Assume the coasting is an infinite straight line. Land is in one side of coasting, sea in the other. Each small island is a point locating in the sea side. And any radar installation, locating on the coasting, can only cover d distance, so an island in the sea can be covered by a radius installation, if the distance between them is at most d.

We use Cartesian coordinate system, defining the coasting is the x-axis. The sea side is above x-axis, and the land side below. Given the position of each island in the sea, and given the distance of the coverage of the radar installation, your task is to write a program to find the minimal number of radar installations to cover all the islands. Note that the position of an island is represented by its x-y coordinates.
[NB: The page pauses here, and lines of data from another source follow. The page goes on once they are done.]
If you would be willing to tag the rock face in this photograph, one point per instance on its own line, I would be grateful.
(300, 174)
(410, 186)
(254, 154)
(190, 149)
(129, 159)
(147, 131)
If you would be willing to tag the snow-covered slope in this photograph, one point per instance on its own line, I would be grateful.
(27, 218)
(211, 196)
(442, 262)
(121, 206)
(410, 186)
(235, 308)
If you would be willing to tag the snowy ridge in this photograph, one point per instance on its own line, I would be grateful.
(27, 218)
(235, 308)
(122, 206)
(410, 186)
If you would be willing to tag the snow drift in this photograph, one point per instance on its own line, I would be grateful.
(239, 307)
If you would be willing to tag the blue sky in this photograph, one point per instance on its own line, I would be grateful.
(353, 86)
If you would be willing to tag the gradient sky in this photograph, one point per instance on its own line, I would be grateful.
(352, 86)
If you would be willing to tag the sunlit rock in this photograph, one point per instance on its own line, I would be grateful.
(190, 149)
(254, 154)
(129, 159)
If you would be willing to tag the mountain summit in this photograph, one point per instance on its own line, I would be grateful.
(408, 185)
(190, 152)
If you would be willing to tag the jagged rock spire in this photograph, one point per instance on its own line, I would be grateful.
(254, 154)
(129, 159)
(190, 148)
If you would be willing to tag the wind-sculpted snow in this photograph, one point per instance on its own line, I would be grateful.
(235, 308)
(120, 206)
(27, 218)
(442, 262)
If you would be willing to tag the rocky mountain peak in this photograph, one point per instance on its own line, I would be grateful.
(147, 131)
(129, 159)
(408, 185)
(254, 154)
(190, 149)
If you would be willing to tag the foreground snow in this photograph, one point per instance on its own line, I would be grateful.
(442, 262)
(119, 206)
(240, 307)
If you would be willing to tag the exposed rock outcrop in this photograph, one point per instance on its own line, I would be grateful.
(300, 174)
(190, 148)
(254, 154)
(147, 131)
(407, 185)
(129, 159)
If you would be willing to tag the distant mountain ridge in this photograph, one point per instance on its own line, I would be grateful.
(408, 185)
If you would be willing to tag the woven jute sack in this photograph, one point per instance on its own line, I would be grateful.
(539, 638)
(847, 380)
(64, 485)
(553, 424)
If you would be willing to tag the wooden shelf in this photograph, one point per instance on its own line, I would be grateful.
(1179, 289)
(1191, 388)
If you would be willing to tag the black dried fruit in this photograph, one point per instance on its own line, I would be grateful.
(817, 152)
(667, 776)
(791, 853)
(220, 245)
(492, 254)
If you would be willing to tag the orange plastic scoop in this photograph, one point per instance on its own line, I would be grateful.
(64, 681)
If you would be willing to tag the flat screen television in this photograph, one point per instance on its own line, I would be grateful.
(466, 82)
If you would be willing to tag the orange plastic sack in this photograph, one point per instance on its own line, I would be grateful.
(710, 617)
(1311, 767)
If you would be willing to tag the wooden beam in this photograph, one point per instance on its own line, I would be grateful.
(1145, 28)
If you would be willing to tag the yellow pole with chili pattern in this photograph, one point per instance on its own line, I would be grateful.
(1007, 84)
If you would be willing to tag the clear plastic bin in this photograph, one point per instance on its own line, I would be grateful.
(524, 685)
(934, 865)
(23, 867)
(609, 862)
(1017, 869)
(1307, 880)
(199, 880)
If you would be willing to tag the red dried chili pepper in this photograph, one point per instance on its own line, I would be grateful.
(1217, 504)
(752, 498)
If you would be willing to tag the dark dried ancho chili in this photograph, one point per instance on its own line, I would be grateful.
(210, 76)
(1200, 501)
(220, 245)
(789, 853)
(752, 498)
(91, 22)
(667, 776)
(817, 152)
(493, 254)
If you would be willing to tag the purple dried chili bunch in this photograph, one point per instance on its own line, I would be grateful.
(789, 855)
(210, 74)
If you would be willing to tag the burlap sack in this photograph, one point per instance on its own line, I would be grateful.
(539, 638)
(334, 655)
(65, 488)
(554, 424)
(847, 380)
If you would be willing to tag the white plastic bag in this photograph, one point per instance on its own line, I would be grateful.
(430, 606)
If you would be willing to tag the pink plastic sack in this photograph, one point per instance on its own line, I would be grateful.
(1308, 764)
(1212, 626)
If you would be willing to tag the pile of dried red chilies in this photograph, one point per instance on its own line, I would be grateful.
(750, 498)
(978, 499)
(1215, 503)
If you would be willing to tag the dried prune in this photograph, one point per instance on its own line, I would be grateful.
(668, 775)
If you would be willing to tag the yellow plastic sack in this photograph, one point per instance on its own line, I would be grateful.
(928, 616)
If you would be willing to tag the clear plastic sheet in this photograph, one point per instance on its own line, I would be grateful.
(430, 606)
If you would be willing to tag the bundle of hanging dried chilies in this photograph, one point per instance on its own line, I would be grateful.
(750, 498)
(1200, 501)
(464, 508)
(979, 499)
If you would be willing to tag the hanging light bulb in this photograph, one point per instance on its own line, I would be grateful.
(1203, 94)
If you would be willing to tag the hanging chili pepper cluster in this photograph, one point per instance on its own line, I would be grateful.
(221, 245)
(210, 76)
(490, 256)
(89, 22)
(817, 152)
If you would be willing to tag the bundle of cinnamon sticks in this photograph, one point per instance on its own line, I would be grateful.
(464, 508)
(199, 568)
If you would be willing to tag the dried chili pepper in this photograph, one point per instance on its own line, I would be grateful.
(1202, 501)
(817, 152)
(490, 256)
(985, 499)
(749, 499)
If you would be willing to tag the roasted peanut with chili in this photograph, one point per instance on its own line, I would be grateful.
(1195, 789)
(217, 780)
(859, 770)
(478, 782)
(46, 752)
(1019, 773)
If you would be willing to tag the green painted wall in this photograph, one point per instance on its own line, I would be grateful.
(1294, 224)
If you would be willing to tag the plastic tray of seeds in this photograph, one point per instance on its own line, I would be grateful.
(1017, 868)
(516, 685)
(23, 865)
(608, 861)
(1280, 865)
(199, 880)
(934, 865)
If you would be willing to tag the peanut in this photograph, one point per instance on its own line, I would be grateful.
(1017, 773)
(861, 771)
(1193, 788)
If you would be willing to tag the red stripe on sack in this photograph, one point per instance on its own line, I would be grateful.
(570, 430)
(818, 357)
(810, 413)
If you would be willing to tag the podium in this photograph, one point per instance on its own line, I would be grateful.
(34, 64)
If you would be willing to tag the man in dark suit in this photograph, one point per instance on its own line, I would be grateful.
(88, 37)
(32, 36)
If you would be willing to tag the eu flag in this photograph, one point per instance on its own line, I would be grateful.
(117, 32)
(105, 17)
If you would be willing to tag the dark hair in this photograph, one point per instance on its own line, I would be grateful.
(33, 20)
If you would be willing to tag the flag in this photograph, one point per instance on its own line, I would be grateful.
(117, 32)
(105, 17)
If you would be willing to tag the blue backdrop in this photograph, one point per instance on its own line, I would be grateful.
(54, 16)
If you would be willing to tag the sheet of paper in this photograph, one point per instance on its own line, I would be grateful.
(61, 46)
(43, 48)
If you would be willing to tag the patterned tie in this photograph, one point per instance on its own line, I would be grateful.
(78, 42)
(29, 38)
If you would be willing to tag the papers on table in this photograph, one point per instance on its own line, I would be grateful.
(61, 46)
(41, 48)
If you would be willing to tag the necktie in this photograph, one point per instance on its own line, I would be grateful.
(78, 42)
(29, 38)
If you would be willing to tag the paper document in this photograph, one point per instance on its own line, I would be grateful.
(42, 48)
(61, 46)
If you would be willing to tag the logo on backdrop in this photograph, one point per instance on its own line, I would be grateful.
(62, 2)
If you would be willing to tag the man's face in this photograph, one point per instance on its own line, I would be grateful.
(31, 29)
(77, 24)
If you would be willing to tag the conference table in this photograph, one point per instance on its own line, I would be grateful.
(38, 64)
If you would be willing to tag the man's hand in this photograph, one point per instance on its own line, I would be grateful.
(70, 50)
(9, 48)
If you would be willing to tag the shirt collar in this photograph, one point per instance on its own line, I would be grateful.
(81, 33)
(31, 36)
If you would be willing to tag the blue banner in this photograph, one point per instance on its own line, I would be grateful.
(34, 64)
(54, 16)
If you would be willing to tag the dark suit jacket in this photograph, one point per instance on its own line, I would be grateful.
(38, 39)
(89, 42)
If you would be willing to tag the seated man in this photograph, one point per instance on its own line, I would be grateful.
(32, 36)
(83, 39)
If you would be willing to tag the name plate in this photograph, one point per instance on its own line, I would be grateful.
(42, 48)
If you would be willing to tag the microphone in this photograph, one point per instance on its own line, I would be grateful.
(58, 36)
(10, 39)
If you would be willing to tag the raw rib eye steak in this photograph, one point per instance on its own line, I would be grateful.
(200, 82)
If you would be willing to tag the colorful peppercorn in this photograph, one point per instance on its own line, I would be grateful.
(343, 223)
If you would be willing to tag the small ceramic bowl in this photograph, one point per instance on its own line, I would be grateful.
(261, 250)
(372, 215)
Figure A Sample Input of Radar Installations

Input
The input consists of several test cases. The first line of each case contains two integers n (1<=n<=1000) and d, where n is the number of islands in the sea and d is the distance of coverage of the radar installation. This is followed by n lines each containing two integers representing the coordinate of the position of each island. Then a blank line follows to separate the cases.

The input is terminated by a line containing pair of zeros
Output
For each test case output one line consisting of the test case number followed by the minimal number of radar installations needed. “-1” installation means no solution for that case.
Sample Input
3 2
1 2
-3 1
2 1

1 2
0 2

0 0
Sample Output
Case 1: 2
Case 2: 1

#include<cstdio>
#include<algorithm>
#include<iostream>
#include<cstring>
#include<cmath>
using namespace std;
#define ll long long int 
#define ull unsigned long long int 
#pragma warning(disable:4996)
#define pf printf
#define sf scanf
#define min(a,b) (a)>(b)?(a):(b);
double PI = acos(-1.0);


/*
以每个岛屿为圆心，d为半径画圆，与x轴产生两个交点，再将这些点按与x轴右交点从小到大排序
其后的点左交点再此有交点左边的可以被覆盖，之后再将这个点移到第一个不能被覆盖的点上，重复此过程。
*/
struct isl {
    double sta, end;
};


bool cmp(isl a, isl b) {
    return a.end < b.end;
}


int main(void) {
    isl is[1005];//之前开小了，注意题目是1000
    int n,d;
    int x, y;
    int p = 1;
    while (cin >> n >> d, n + d) {
        int maxy = 0;
        int ans = 1;
        for (int i = 0; i < n; i++) {
            cin >> x >> y;
            if (maxy < y)
                maxy = y;
            is[i].sta = x - sqrt(d*d - y * y);
            is[i].end = x + sqrt(d*d - y * y);

        }
        getchar();
        getchar();

        if (maxy > d) {//PE了很多次
            cout << "Case " << p++ << ": " << -1 << endl;
            continue;
        }

        sort(is, is + n, cmp);
        double vis = is[0].end;//从第一个有交点开始
        for (int j = 0; j < n; j++) {
            if (is[j].sta <= vis)  continue;//可以被覆盖

            else//不能被覆盖，移动vis到不能覆盖的第一个点
                ans++, vis = is[j].end;
        }

        pf("Case %d: %d\n", p++, ans);
    }
    return  0;
}